2分、、3分、、よくわかりませんが、その恐ろしい沈黙が随分長く感じた記憶があります。怖くて、「どうしたんですか?」「どこか悪いんですか」という言葉もすぐには出てきませんでした。
でも、「赤ちゃん、どうかしたんですか?」と、たまらなくなって聞きました。
「赤ちゃんは元気だよ。安心して。でもね、ちょっと羊水が多いんだよね、、」「まあ次まで様子を見てみよう」と浮かぬ顔で言われ、一旦は待合室に戻ったのですが、すぐに別の部屋に呼び出されました。スクリーニングの診察室。
専門の先生がいて、「ちょっと詳しく見てみようね」そしてすぐ、「あー、ほんとだ。前は問題なく見えたんだけどなあ」と。
「何か問題があるんですか?」
「普通なら見えない影が見えてるんだよね。多分腸のどこかが詰まってるんだと思う。まだここでははっきりとはわからないけど、小腸か、大腸か、、。産まれてすぐに手術をすることになると思う。だから大学病院での出産になるかな」
そこの病院も地元では有名な産科専門の大きな病院でした。そこでも出産できないんだということが事の大きさを物語っているように感じました。
「赤ちゃんは助かるんですか?」
「普通に生活ができるようになるんですか?」
「障害がある可能性はあるのですか?」
「産まれてきて生きられるのですか?」
詳しい病気の内容よりもそんな質問ばかりを矢継ぎ早にしました。突然のことで受け入れられてなかったのか涙も出ません。妊娠8ヶ月まで順調でここにきて異常が発見されるなんて思ってもいませんでしたから。
「手術をしたら大抵の子は元気になるよ」
「今のところそれ以外の障害は見当たらないけど、詳しく検査をして見ないとなんとも言えない」
「産まれてきてもこのままだとミルクが飲めないからすぐに手術をしないといけないんだ、とにかくなるべく早く大学病院で見てもらおう」
と言ってすぐに大学病院へ電話をし始めました。あー、まずいのかな。こんな年末に大学病院に行けと言われるなんて。結局28日に大学病院へ診察へ行くことになり、待合室に戻りました。

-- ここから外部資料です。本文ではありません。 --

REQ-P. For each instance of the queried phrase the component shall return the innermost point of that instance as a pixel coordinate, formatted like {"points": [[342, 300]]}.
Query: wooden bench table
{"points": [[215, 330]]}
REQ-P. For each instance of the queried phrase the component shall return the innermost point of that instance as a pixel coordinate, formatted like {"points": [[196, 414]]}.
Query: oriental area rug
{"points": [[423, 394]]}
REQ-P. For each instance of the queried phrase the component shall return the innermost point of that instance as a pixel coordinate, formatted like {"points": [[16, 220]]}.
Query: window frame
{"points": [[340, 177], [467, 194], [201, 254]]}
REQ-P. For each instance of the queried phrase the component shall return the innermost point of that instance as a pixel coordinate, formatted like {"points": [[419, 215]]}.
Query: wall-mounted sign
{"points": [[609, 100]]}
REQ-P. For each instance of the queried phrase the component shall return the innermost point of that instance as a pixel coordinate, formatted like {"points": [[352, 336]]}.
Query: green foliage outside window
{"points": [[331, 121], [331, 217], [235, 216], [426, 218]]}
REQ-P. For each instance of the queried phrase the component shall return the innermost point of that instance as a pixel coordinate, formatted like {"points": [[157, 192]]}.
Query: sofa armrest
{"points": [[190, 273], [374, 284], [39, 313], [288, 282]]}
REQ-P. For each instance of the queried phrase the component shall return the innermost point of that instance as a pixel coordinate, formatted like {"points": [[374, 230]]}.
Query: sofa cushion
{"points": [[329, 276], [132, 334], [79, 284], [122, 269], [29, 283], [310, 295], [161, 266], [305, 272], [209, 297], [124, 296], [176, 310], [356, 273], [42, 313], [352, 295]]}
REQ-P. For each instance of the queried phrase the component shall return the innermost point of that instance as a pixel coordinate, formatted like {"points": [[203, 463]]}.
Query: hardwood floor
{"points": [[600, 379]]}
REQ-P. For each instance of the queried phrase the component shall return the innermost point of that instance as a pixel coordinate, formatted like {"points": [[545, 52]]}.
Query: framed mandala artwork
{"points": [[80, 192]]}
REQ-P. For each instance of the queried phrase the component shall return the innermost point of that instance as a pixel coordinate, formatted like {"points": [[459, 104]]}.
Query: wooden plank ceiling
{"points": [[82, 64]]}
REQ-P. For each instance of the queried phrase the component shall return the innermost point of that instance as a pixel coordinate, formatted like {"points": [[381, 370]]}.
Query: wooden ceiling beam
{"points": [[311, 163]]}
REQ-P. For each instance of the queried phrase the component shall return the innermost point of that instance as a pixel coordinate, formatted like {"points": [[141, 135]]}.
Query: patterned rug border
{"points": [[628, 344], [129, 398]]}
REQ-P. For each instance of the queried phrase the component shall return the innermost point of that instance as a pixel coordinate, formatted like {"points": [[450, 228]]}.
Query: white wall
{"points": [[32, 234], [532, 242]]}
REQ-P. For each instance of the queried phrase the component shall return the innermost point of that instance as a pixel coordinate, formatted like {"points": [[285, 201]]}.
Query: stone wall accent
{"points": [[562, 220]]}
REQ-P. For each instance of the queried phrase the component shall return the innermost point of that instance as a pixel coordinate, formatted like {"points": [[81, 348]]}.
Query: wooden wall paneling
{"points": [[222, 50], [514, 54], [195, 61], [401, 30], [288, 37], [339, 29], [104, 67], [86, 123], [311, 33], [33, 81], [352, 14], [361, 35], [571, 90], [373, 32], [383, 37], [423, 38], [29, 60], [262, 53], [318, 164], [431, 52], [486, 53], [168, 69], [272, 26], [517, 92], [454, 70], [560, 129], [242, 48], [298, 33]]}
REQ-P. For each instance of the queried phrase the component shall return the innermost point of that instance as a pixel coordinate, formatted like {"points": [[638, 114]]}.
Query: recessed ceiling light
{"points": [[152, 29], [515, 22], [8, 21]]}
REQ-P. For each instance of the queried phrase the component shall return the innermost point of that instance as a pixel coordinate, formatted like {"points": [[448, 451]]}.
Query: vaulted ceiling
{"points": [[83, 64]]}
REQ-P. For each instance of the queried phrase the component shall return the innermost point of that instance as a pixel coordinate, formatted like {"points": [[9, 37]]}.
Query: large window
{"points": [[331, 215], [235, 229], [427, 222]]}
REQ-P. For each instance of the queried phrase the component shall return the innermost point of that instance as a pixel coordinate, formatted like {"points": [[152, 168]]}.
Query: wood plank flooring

一番辛かったのはこの時。赤ちゃんに異常があることを母親に伝えなければならない。周りは幸せいっぱいの妊婦さんたちばかりに見えます。私もついさっきもまでそうだったのに。私一人が急に別世界に連れて行かれた感覚。景色がモノクロに見えました。あまりに突然すぎて、想定外の出来事すぎて、ことが大きすぎて、、、
ただ、他の妊婦さんにかわいそうと思われたくない、、そういう突っ張った感情もあり涙をこらえていました。看護師さんから、「びっくりしたね。でもきっと大丈夫だから。ママがしっかりしなさいよ」と言って肩を撫でられながら紹介状を手渡されたときには、さすがに嗚咽と共に涙が溢れそうになりましたけど、ぐっと堪えて。
状況が何もわからずはしゃいでいる長女が救いだった気がします。しっかりしなきゃと思わせてくれました。丸2年経った今も、あの日の光景はありありと思い出せます。天国から地獄って感じだな ふとそう思ったのを覚えています。